Chain restaurants in downtown Bloomington

Mayor Kruzan has said that his proposal to make chain restaurants a “conditional use” that would need to be approved by the Board of Zoning Appeals (BZA) is not a “ban” on chains. But if it walks like a duck and quacks like a duck… you know how it goes. The purpose of this proposal is clearly to make it more difficult for chains to locate in downtown Bloomington. Given that there are already several chains downtown – Starbucks, Jimmy Johns, Subway and Chipotle – the BZA could conclude that any additional chains would upset the “balance” needed downtown.

After a few people argued in the public comments that the market should determine what restaurants should go downtown, Steve Volan childishly brought up the argument that no one should object to a chemical weapons incineration facility downtown. This is downright silly. It is several leaps from arguing that the market should decide which restaurants should be permitted to locate downtown to arguing for no restrictions on land use at all. Volan is far too intelligent to be making these arguments.
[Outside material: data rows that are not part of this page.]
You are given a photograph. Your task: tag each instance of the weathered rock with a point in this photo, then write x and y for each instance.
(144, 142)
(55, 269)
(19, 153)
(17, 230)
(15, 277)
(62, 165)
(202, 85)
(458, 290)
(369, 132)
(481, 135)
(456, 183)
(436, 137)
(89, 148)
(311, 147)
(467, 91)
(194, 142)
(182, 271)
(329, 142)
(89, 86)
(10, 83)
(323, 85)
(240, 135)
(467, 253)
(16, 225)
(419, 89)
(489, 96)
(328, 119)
Obviously, there should be reasonable restrictions on land use, to protect the property rights and property values of neighbors. I do not know of anyone who is arguing for absolutely no land use restrictions. Going to an absurd extreme does not establish the case for making chain restaurants a “conditional use” downtown.

The other problem is that the Indiana state constitution makes it illegal for government to “grant to any citizen, or class of citizens, privileges or immunities, which, upon the same terms, shall not equally belong to all citizens.” A restaurant owner with a single location would not be subject to the same restriction as someone attempting to open a Jimmy John’s or a Burger King – or another Kilroy’s location, for that matter. The pseudo-ban would almost certainly be subject to a court challenge, and the city could very well lose.

It is true that downtown Bloomington has a unique character, and we do not necessarily want it to lose that character, but this clearly discriminatory pseudo-ban is not the way to go about protecting the downtown. The city council should reject Kruzan’s proposal.

One thought on “Chain restaurants in downtown Bloomington

  1. A bit of an outsider perspective, but I like how the Broad Ripple village in Indianapolis has handled chains. Several chains have existed in the heart of Broad Ripple, some for a long time. But the ones in the heart of Broad Ripple typically are different than the typical store.

    The Starbucks and CVS both lack a drive thru and are small. The Kroger lacks a pharmacy and is pretty much groceries and a few other items. The McDonald's has a drive-thru but it is on the edge of Broad Ripple and not in the heart of it.

    And that seems to be the attitude in lots of Indianapolis' communities, neighborhoods, and cultural centers. Chains are allowed, but you're probably not gonna get a Wal-Mart Super Center in there. A Wal-Mart Grocery Market? Maybe.

    Hell, this whole discussion may be a non-issue. How much downtown space in Bloomington is there actually available? I'd guess that any chain would have to be in existing spaces and wouldn't have much room to expand.